The statutes defined abortion as manslaughter in the second degree from 1849 to 1947, and as murder in the third degree from 1947 to 1955. Since 1955 the statute does not define it, but it still appears in statutes after murder ahead of manslaughter.

And the statute continually refers to "destroy the life of an unborn child." Clearly the aim was to protect the unborn child.

The Court in the Wade case said,

"The few state courts called upon to interpret their laws in the late 19th and 20th centuries did focus on the States interest in protecting the woman's health rather than in preserving the embryo and fetus."

The Court in this statement obviously could not be referring to the Wisconsin law since it is self-evident that its purpose was to protect the embryo and fetus. The Court also stated,

The word 'person' as used in the 14th Amendment, does not include the

unborn."

We contend this is only a gratuitous statement with only specious reasoning to back it up. It should have said, "The word person as we use it does not include the unborn."
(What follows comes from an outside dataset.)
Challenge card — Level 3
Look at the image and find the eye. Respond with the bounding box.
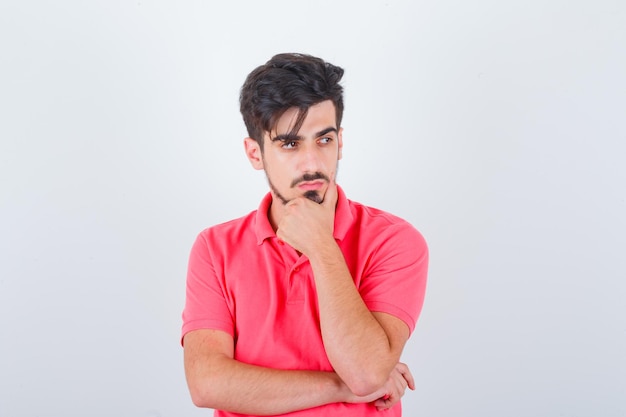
[319,136,333,145]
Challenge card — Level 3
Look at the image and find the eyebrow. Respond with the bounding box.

The only logical conclusion one can draw from the court's statement is that the House and Senate and the legislatures of the several states intended by the adoption and ratification of the 14th Amendment to abolish the abortion laws of the various states. This inconsistency in the court's decision was clearly shown by Justice Rehnquist in his dissent in the Wade case.
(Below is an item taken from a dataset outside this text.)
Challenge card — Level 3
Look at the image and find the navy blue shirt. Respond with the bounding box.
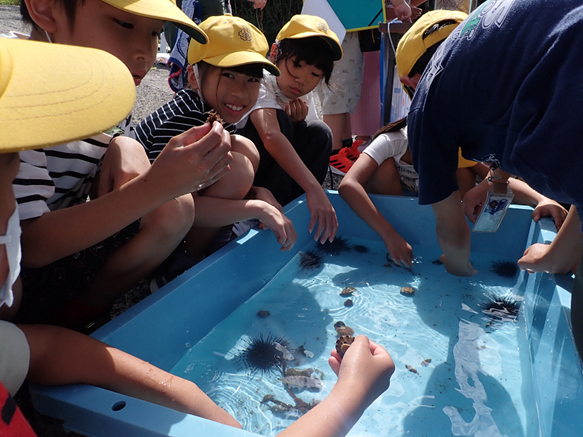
[408,0,583,217]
There can be no question that the Wisconsin legislature with a law on the books declaring the destruction of an unborn child to be manslaughter in the second degree had no intention of revoking that law when it ratified the 14th Amendment.

Independent of the abortion laws Wisconsin has also shown its concern for the unborn child in its welfare laws. Sec. 46.03 (7) of the Wisconsin Statutes on Children and Youth imposes on the State Department of Health and Social Services the following duty:

"(b) When notified of the birth or expected birth of a child born or likely to be born out of wedlock, see to it (through advice and assistance to the mother and independently) that the interests of the child are safeguarded, that steps are taken to establish its paternity and that there is secured for the child (as near as possible) the care, support and education that would be given if legitimate."
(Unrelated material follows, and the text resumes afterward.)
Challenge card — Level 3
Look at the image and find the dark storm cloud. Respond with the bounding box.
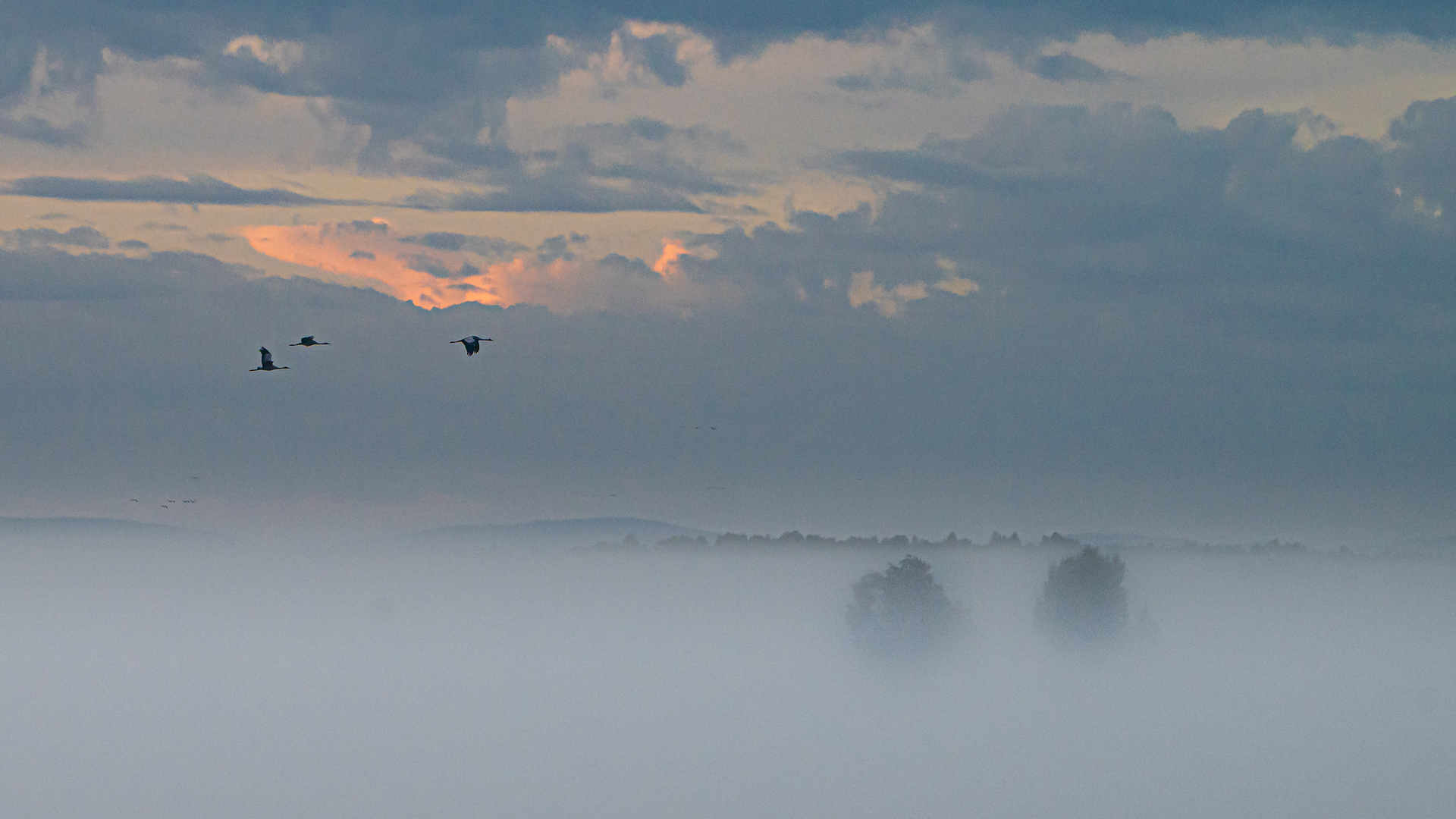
[0,174,359,206]
[837,102,1456,299]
This statute indicates a clear obligation of the state to safeguard the life of an unborn illegitimate child, and not aid or abet the extermination of the child. And that duty is not any recent innovation, but is traceable all the way back to the time Wisconsin was a part of Michigan territory (see Laws of Michigan, 1833, "Support and Maintenance of Illegitimate Children," Sec. 1, pp. 335, 336). The Wisconsin Supreme Court has also protected the unborn child.